At the premiere on Friday 13th there was one element lacking: children. The enthusiastic audience belonged almost exclusively to the maturer end of the age spectrum. To that extent I reserve judgement on what is certainly an impressive work, well tailored to the dimensions of the Howard Assembly Room. Vigorously and imaginatively physical, Swanhunter nevertheless relies heavily on narration to tell the story of Lemminkainen’s quest. The score gives the six-piece instrumental ensemble every chance to increase drama and create atmosphere (from the challenge of horn calls to the cracking of percussion), but we wait until the final incantation of Lemminkainen’s Mother (sung with great intensity and superb control by Yvonne Howard) for memorable melody.
Swanhunter stays close to the Finnish myth told in The Kalevala. The exuberantly unthinking Lemminkainen sets off for the North to find a beautiful bride, leaving his Mother acutely anxious for his safety and reassuring her that, until the knife wound he leaves on the door begins to bleed, he will be safe.
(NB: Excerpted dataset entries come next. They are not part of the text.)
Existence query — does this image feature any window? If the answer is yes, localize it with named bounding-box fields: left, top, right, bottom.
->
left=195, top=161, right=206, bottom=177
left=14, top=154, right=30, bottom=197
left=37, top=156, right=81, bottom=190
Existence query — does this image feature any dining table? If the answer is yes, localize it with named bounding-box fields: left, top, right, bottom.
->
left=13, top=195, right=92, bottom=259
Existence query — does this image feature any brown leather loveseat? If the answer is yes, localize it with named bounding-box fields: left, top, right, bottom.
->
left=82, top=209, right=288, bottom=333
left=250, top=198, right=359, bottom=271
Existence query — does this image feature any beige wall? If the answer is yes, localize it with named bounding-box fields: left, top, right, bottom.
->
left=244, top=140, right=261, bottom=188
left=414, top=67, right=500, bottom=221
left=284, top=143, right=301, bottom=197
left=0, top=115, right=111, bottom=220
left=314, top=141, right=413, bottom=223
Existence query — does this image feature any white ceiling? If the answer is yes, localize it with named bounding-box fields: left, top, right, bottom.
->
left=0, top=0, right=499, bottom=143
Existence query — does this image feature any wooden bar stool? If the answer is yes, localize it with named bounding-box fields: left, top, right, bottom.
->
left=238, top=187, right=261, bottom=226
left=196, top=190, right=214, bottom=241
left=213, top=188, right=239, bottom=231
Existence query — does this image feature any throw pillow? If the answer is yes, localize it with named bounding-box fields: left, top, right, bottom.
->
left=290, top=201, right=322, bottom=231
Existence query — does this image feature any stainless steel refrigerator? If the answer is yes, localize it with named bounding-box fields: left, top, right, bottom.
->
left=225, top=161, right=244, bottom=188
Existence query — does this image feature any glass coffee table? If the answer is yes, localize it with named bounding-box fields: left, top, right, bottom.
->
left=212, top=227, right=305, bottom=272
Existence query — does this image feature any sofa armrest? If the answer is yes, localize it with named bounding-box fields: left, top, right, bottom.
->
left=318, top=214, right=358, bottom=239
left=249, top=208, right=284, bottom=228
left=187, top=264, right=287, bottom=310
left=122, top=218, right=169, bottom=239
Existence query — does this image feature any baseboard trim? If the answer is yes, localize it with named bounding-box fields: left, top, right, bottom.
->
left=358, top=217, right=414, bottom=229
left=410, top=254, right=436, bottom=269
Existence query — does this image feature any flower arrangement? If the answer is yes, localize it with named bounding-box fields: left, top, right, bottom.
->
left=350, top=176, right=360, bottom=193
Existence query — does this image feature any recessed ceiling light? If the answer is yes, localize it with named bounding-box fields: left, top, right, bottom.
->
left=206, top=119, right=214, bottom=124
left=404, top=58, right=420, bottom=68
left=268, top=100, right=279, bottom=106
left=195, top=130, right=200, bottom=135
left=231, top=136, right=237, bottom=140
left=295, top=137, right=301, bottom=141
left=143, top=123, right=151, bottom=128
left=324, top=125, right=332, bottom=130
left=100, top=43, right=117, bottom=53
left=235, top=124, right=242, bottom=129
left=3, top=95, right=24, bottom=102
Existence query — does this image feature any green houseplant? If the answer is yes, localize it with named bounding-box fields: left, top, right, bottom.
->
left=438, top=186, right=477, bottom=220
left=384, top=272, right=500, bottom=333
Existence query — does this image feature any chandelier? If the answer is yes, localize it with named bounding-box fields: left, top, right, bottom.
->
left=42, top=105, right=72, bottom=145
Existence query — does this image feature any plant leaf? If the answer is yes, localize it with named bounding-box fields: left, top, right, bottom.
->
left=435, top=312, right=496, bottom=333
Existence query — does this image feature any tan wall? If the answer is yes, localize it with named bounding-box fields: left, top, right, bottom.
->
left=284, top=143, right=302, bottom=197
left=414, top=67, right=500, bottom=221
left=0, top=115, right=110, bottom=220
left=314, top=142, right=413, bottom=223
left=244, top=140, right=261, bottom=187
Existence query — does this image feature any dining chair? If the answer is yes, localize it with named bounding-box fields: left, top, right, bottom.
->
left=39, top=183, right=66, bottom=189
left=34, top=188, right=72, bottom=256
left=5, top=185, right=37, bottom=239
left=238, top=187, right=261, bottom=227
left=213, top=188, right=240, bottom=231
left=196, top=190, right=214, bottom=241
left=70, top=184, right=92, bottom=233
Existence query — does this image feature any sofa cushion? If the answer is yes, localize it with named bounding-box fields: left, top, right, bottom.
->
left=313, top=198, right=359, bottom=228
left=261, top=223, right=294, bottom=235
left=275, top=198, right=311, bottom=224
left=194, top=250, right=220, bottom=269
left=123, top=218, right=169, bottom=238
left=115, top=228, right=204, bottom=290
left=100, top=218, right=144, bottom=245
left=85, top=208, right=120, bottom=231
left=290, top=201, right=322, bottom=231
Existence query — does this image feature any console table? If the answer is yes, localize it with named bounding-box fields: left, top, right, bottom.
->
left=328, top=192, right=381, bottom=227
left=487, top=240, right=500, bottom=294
Louhi, the mother of the pretty girls, sets him three challenges in time-honoured fashion and in his attempt to complete the third, shooting the Swan on Death’s river, the magic of the story really takes hold.
Middleton’s libretto is selfless and economical, reduced in places to simple repeated phrases, easy to follow, but putting heavy demands on the audience’s imagination. One of the main narrative methods uses a choric quartet telling the story and assuming various roles, the ensemble sections nicely varied and uniformly well sung.
Nicholas Sharratt and Graeme Broadbent have great fun growling and snapping as the Dogs of the North as well as finding all the menace of the murderously inadequate Soppy Hat (Sharratt) and providing the cavernous voice of Death (Broadbent). Elizabeth Cragg excels in the eerie high-pitched lines of the wordless song of the Swan and Frances Bourne’s venomous Louhi (instant characterisation with one sweep of a broad-brimmed hat) would have warned off a suitor less brave (or more sensible) than Lemminkainen.
Yvonne Howard’s unfailingly eloquent Mother is a joy throughout and Andrew Rees’ Lemminkainen (all testosterone, unthinking self-confidence and ringing challenges) makes a mockery of first night warnings of indisposition. Stuart Stratford’s precise conducting leads a dynamic reading of the score, with finely-detailed playing from his small band.
Clare Whistler’s direction in Dody Nash’s ingenious, unfussy sets crackles with energy and imagination where possible, but I still need convincing that the narrations of the first two tasks will hold the attention of the target audience of 7-plus children.